Mortgage Relief? 30-Year Rates Dip to Lowest Since May—Here’s What It Means for Buyers

Good news for house hunters: mortgage rates are finally inching in the right direction. The average rate for a 30-year fixed U.S. mortgage dropped to 6.77% this week, marking the lowest level since early May, according to mortgage giant Freddie Mac.

It’s the fourth straight week of decline, a welcome break for buyers sidelined by the high cost of borrowing. While the drop from last week’s 6.81% may seem modest, every dip helps, especially in a housing market still reeling from elevated prices and limited inventory.

For context, a year ago, the same 30-year rate hovered at 6.86%, meaning today’s buyers are seeing slightly better borrowing conditions.
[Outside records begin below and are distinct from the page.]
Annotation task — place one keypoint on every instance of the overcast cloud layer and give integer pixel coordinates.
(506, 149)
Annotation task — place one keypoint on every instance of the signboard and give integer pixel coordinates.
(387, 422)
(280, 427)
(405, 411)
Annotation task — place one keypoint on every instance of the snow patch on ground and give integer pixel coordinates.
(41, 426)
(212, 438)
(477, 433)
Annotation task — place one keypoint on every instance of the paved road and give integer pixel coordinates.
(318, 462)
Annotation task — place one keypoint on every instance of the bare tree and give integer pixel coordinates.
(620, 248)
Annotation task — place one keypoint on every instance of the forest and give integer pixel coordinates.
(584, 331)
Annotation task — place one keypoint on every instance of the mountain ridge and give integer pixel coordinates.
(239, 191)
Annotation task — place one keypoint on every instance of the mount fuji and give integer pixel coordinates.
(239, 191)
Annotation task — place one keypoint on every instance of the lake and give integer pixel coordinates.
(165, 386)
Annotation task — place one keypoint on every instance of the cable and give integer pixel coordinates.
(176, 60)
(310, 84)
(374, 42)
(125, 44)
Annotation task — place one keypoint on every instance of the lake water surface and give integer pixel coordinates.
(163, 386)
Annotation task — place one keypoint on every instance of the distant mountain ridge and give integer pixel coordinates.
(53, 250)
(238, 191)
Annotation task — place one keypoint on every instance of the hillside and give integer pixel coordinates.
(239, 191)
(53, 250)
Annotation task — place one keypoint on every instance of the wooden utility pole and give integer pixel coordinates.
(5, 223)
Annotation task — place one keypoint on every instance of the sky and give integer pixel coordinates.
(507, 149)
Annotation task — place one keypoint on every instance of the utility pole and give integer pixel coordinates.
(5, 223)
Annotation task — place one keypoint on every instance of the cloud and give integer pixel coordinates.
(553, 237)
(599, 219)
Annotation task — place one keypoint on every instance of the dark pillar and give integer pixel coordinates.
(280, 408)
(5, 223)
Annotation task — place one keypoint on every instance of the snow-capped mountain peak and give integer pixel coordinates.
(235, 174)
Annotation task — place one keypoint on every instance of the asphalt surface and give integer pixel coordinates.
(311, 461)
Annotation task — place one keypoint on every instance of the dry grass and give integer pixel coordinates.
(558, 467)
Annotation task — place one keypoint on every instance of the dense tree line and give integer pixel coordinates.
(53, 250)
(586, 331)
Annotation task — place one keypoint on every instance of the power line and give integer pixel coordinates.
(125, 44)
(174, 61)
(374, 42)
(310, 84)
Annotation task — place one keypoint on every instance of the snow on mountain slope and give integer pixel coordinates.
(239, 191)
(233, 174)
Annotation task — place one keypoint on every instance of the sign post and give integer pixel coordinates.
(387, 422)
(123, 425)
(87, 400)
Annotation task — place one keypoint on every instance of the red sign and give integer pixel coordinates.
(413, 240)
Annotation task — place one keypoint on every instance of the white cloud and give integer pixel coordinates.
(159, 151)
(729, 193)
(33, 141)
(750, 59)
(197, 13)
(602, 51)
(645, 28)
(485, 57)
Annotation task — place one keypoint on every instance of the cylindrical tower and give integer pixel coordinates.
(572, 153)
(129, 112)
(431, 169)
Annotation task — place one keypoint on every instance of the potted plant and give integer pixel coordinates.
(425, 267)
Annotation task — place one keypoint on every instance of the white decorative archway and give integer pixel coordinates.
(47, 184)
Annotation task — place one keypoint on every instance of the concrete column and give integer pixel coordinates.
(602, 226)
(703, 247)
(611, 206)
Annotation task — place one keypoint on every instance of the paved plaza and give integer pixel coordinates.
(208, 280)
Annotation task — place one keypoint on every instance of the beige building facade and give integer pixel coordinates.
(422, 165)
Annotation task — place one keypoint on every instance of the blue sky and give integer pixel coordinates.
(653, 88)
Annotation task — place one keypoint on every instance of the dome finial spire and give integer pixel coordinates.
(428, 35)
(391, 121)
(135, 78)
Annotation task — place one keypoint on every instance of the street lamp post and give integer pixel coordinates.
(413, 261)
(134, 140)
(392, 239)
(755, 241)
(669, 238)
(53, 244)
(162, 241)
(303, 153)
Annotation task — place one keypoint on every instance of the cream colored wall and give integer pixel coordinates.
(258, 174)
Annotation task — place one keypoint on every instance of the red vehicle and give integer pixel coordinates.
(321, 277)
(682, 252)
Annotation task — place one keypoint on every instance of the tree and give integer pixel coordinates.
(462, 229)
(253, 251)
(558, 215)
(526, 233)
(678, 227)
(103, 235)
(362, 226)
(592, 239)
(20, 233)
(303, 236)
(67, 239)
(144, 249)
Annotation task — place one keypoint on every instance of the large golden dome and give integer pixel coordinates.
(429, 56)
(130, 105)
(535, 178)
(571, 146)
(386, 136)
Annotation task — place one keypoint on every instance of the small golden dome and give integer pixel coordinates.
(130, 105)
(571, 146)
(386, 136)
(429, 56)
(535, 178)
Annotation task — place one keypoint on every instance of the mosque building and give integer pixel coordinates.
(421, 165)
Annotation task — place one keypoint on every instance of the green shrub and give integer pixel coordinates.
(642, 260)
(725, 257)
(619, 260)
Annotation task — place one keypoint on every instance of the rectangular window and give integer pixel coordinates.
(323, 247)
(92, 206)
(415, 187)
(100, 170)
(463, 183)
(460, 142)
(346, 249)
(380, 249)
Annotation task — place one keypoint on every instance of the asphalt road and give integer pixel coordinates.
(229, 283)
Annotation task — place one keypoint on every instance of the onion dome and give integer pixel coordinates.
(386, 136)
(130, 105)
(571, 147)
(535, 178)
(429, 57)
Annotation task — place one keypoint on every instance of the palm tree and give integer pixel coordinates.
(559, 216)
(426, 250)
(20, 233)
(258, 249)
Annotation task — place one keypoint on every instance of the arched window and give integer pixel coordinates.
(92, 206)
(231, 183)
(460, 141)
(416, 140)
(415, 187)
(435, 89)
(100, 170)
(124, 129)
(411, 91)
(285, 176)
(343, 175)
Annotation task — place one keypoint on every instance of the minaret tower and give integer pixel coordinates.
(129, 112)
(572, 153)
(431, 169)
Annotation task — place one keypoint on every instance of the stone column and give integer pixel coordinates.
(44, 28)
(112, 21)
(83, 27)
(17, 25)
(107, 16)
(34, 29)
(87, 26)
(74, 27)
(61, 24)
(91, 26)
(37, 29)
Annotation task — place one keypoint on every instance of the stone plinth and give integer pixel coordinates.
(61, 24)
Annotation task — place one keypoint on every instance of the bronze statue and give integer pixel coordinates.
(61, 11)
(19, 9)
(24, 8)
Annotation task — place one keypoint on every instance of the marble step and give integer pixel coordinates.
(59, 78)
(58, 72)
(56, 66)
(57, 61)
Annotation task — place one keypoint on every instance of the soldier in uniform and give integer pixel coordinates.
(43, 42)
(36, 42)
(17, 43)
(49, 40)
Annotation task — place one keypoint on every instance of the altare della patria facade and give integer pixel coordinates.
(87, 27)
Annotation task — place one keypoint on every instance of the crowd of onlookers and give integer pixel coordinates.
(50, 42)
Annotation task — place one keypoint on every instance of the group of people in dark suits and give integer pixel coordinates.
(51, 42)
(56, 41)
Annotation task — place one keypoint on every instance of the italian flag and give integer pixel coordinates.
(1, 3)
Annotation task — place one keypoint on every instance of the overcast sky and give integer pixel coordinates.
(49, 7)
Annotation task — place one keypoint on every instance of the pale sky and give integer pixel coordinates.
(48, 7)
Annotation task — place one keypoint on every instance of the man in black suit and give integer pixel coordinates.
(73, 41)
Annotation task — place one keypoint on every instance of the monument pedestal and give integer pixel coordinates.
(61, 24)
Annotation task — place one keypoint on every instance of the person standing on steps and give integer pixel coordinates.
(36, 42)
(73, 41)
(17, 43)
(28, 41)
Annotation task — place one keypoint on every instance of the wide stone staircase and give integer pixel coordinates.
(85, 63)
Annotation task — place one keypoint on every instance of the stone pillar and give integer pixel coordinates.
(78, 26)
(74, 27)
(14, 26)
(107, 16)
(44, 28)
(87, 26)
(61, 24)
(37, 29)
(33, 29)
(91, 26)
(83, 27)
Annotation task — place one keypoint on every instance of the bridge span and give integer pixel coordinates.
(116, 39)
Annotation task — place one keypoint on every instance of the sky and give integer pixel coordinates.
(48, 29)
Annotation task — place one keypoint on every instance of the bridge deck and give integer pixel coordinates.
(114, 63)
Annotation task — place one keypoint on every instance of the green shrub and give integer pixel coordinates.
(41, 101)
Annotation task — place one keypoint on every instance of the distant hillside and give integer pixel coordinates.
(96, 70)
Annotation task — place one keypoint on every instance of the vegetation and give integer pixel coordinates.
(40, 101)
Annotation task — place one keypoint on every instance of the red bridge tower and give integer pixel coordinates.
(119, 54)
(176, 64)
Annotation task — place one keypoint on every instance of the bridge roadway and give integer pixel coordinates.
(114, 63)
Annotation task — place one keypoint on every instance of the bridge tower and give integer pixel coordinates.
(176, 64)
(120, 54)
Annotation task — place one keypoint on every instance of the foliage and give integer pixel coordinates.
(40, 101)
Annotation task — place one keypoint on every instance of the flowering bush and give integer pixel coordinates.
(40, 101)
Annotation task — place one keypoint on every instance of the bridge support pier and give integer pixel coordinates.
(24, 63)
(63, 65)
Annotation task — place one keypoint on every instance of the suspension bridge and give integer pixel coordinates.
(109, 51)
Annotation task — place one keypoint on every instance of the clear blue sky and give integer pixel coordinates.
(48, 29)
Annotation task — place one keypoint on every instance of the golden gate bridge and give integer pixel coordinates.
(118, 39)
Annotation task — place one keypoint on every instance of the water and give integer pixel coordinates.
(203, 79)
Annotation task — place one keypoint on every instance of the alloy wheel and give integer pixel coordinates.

Meanwhile, 15-year fixed mortgage rates, often favored by homeowners refinancing, fell to 5.89%, down from 5.96% last week.

High mortgage rates have been a key drag on the housing market since 2022, when the Fed’s inflation-fighting policies sent rates soaring. That spike pushed monthly mortgage payments out of reach for many and drove home sales to their lowest level in nearly three decades.

Now, rates are cooling thanks in part to a dip in the 10-year Treasury yield—a benchmark lenders watch closely when setting loan terms. On Thursday, the yield stood at 4.28%, down from 4.58% just weeks earlier.

Despite this encouraging trend, mortgage rates still hover near this year’s high of just over 7%. The low point so far? A brief dip to 6.62% in early April.

Still, with rates slowly retreating, buyers and refinancers alike may find more breathing room in the weeks ahead, especially if bond yields continue to slide and inflation pressures ease.